If a group \(G\) is generated, say, by \(a, b\), and \(c\), then a set of equations involving \(a, b\), and \(c\) is called a set of defining equations for \(G\) if these equations completely determine the table of \(G\). (See end of Chapter 5.) If \(G^{\prime}\) is another group, generated by elements \(a^{\prime}, b^{\prime}\), and \(c^{\prime}\) satisfying the same defining equations as \(a, b\), and \(c\), then \(G^{\prime}\) has the same table as \(G\) (because the tables of \(G\) and \(G^{\prime}\) are completely determined by the defining equations, which are the same for \(G\) as for \(G^{\prime}\) ). Consequently, if we know generators and defining equations for two groups \(G\) and \(G^{\prime}\), and if we are able to match the generators of \(G\) with those of \(G^{\prime}\) so that the defining equations are the same, we may conclude that \(G \cong G^{\prime}\). Prove that the following pairs of groups \(G, G^{\prime}\) are isomorphic. \(G=\mathbb{Z}_{2} \times \mathbb{Z}_{2} \times \mathbb{Z}_{2} ; G^{\prime}=\\{e, a, b, c, a b, a c, b c, a b c\\}\) where \(a^{2}=b^{2}=c^{2}=e\) and \((a b)^{2}=(b c)^{2}=(a c)^{2}=e\)

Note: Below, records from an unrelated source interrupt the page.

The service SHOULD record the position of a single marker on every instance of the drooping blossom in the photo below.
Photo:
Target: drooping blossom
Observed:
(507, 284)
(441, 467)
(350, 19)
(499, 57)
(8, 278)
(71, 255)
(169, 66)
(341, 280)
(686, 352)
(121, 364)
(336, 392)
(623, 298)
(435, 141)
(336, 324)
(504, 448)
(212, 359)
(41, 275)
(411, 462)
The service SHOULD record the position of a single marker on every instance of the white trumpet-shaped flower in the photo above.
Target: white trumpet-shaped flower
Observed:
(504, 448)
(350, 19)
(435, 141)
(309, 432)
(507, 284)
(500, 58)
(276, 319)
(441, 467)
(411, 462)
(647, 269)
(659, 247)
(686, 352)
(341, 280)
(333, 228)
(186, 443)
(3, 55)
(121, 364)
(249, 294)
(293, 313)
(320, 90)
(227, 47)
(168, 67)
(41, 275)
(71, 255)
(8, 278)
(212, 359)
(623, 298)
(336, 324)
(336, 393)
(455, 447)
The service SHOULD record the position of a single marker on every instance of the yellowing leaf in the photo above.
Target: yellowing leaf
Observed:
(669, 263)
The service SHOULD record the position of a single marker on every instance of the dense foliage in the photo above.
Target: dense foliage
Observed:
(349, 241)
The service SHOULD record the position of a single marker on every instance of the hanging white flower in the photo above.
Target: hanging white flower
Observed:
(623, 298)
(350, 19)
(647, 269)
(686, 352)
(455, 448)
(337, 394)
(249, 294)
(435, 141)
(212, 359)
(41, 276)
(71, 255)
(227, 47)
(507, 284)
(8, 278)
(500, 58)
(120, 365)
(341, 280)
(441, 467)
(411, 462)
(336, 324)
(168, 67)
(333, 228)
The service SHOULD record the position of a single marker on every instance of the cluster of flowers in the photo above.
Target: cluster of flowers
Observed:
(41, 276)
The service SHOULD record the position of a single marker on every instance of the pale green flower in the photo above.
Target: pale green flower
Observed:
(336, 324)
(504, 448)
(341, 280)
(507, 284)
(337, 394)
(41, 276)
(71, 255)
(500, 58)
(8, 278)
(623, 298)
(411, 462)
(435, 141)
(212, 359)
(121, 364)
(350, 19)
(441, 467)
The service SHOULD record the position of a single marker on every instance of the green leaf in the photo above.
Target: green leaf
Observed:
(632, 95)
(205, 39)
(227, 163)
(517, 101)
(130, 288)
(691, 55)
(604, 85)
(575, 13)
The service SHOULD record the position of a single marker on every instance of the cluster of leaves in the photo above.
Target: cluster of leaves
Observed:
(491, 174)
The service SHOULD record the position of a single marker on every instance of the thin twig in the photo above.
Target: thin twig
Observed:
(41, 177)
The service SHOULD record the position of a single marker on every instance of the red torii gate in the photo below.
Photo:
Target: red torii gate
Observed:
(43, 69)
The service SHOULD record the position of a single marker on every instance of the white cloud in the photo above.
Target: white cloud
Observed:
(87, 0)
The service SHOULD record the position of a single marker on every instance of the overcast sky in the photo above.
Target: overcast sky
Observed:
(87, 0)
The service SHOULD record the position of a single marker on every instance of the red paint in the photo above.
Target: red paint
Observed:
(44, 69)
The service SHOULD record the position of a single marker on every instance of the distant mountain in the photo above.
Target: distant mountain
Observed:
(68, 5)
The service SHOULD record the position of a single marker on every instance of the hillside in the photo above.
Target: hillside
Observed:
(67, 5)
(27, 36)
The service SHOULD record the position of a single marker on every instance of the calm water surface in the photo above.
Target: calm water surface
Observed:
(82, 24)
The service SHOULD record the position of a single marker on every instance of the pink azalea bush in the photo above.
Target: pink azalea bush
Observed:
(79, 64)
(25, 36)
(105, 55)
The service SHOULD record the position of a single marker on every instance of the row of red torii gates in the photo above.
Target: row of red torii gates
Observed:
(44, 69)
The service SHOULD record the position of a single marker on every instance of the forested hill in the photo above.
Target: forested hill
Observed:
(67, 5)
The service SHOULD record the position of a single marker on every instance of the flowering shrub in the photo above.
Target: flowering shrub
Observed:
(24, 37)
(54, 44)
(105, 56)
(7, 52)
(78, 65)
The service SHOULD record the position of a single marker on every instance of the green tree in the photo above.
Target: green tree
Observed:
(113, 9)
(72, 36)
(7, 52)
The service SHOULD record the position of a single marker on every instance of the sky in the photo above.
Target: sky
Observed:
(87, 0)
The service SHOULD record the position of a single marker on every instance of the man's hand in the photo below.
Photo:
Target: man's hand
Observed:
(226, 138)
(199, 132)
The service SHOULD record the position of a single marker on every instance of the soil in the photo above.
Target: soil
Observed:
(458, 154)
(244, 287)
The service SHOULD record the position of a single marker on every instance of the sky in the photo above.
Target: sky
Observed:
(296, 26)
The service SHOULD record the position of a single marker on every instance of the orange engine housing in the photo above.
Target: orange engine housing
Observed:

We have seen in the text that \(\mathbb{R}\) is isomorphic to \(\mathbb{R}^{+} .\)Prove that \(\mathbb{R}\) is not isomorphic to \(\mathbb{R}^{*}\) (the multiplicative group of the nonzero real numbers). (HINT: Consider the properties of the number \(-1\) in \(\mathbb{R}^{*}\). Does \(\mathbb{R}\) have any element with those properties?)

Let \(c\) be a fixed element of \(G .\) Let \(H\) be a group with the same set as \(G\), and with the operation \(x * y=x c y .\) Prove that the function \(f(x)=c^{-1} x\) is an isomorphism from \(G\) to \(H\).

Prove that \(\mathbb{Z}\) is not isomorphic to \(\mathbb{Q}\).

We have seen that \(\mathbb{R} \cong \mathbb{R}^{+}\). However, prove that \(\mathbb{Q}\) is not isomorphic to \(\mathbb{Q}^{+} \cdot\left(\mathbb{Q}^{+}\right.\) is the multiplicative group of positive rational numbers.)